I recently found out that I could have ended up in the penitentiary after talking with an alarm company technician who nearly had the same thing happen to him.


“I once set off a panic alarm in a house where I was working,” said Tim Seibert, who was working at my house. “It was a silent holdup. I went outside and there were two cops with guns. I said, ‘Don’t shoot me, I’m only the alarm guy.’ I had to show them proof.”


“If that happened to me,” I said, “it would be because I locked myself out. And I wouldn’t have proof that it was my house.”

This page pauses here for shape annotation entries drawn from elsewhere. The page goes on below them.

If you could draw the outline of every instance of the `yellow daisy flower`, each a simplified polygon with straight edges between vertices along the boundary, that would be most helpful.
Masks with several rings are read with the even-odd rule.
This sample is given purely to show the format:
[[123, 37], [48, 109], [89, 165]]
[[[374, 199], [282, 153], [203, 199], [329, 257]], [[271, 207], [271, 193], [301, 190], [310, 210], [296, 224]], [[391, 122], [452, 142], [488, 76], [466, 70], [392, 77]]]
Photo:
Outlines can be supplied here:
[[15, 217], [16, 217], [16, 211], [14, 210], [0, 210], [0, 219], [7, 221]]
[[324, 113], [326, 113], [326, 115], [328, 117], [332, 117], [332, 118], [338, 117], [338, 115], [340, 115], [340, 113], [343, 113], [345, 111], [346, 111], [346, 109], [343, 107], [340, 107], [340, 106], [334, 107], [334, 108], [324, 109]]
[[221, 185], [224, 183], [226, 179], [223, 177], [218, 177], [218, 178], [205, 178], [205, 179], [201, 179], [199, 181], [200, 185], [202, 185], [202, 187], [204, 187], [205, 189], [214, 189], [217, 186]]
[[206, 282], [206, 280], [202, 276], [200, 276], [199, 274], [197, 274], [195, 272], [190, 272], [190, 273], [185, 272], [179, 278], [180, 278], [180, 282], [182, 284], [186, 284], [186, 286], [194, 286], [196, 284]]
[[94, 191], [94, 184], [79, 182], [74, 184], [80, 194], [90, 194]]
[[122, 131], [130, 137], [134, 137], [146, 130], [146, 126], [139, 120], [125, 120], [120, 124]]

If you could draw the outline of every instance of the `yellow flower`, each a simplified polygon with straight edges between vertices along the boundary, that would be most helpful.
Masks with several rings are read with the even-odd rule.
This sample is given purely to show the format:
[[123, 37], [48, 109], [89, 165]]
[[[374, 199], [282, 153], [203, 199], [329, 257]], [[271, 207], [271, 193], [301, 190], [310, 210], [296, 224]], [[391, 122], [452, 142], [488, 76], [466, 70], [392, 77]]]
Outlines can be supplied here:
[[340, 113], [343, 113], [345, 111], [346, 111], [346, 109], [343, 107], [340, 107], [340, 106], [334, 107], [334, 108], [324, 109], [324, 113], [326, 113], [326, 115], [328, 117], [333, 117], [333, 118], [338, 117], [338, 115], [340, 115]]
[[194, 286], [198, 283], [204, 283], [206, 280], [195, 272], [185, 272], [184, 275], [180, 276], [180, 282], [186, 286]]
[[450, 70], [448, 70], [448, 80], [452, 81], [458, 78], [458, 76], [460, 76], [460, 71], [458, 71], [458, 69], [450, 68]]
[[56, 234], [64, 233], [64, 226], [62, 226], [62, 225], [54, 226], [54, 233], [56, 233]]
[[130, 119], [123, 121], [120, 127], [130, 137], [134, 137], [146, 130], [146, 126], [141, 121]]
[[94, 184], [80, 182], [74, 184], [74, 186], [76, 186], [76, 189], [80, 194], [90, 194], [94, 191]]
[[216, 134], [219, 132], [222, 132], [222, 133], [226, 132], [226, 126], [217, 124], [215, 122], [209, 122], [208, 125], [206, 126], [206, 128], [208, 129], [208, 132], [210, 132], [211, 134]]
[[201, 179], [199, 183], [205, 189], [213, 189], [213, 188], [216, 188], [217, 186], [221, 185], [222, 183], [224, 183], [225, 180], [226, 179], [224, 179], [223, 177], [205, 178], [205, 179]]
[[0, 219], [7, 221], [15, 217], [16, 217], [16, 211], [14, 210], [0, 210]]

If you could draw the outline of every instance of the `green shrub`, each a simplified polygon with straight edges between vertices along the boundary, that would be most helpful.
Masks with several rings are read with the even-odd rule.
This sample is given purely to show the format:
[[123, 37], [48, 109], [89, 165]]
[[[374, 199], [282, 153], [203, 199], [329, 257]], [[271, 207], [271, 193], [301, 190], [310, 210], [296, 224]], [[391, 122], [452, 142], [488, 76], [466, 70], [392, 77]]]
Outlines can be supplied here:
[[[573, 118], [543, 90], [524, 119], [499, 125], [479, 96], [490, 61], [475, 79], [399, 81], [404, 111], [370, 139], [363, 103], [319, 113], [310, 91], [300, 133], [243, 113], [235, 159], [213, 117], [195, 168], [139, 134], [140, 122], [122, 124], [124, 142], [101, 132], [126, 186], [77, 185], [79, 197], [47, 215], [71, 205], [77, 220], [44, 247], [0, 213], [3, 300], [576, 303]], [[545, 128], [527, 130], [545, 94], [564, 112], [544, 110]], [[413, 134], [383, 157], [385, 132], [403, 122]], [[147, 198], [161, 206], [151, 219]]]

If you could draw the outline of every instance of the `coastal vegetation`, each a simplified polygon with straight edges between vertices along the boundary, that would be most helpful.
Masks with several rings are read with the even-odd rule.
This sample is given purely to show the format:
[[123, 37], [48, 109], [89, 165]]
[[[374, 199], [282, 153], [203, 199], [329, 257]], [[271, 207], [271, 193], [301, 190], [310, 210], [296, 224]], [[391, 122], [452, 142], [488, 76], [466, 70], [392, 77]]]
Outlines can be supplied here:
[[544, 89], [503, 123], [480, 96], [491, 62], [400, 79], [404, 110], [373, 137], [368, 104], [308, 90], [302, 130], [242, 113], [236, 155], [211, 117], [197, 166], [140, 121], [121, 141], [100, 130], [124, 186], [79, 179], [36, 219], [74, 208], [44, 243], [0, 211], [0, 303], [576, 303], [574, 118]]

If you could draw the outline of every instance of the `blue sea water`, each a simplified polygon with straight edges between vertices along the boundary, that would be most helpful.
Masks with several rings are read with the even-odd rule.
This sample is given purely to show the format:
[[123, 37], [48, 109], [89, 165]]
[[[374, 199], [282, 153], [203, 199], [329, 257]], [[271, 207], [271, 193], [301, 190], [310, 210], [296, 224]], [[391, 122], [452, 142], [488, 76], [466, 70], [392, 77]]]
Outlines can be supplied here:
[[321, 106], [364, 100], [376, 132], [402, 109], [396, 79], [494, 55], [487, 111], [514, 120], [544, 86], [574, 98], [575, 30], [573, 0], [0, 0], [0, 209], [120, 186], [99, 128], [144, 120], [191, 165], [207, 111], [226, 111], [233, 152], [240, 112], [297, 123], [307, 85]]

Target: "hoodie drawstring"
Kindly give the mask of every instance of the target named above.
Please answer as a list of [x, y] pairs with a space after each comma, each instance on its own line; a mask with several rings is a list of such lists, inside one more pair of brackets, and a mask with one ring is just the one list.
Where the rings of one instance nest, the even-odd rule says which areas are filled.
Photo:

“You’d end up in jail,” said Tim, who had come over because the company ran a test on the alarm system and found that, unbeknownst to me and my wife, it hadn’t been working for a month and a half.


“If someone broke in — like you, for instance — the alarm would have gone off in the house, but it wouldn’t have registered in the control center, so we wouldn’t have known something was wrong,” Tim explained.


“So burglars could have made off with all our valuables?” I asked.


“That’s right,” Tim answered.


“The bad news is that we had no idea we weren’t protected,” I said. “The good news is that we don’t have too many valuables.”


It was news to me that, according to Tim, the phone company was to blame. After he inquired about our landline and I told him that we’d had trouble with it and that someone had come over and supposedly fixed it, Tim said, “I see this all the time. They unplug stuff and don’t even tell you they did that. It disconnects the alarm and you don’t know it.”


When Tim reconnected the alarm, it screeched at a decibel level that almost blew out the windows. He jumped. I nearly lost kidney function.


Tim pressed some buttons on the keypad and the screeching mercifully stopped.


“There,” he said with a sigh of relief. “You’re all set.”


When I told Tim that the phone was still acting up, he fixed that, too. But just to make sure, he called my cellphone from the landline. We stood five feet apart. The conversation went like this:


Me: “Hello?”


Tim: “Hi, Jerry.”


Me: “Tim?”


Tim: “Yes. Does the phone work?”


Me: “What?”


Tim: “Does the phone work?”


Me: “Who is this?”


Tim hung up and said, “It works.”


“You’re really handy,” I told him.


“I like to solve problems,” said Tim.


“I like to cause problems,” I noted.


“You could keep me employed,” Tim said. “It’s like the old saying — job security for guys who don’t know what they’re doing.”


Tim, who’s 53 and has been in the alarm business for 33 years, said his first job was as a bill collector.


“I hated it,” he said, adding that he used to repossess cars. “One guy came out yelling. Shortly after that, I quit. But I’ve had my share of crazy customers in this job, too. Like the guy who kept a gun under his bathroom rug.”


After determining that he’s made more than 50,000 service calls, Tim said, “I looked on my log and saw that I was here seven years ago. I knew your name rang a bell.”


“A bell?” I said. “Good one!”


Tim smiled and said, “Your house is safe. You don’t have to worry about being arrested.”


“Thanks,” I said. “Now I can tell my wife there’s no cause for alarm.”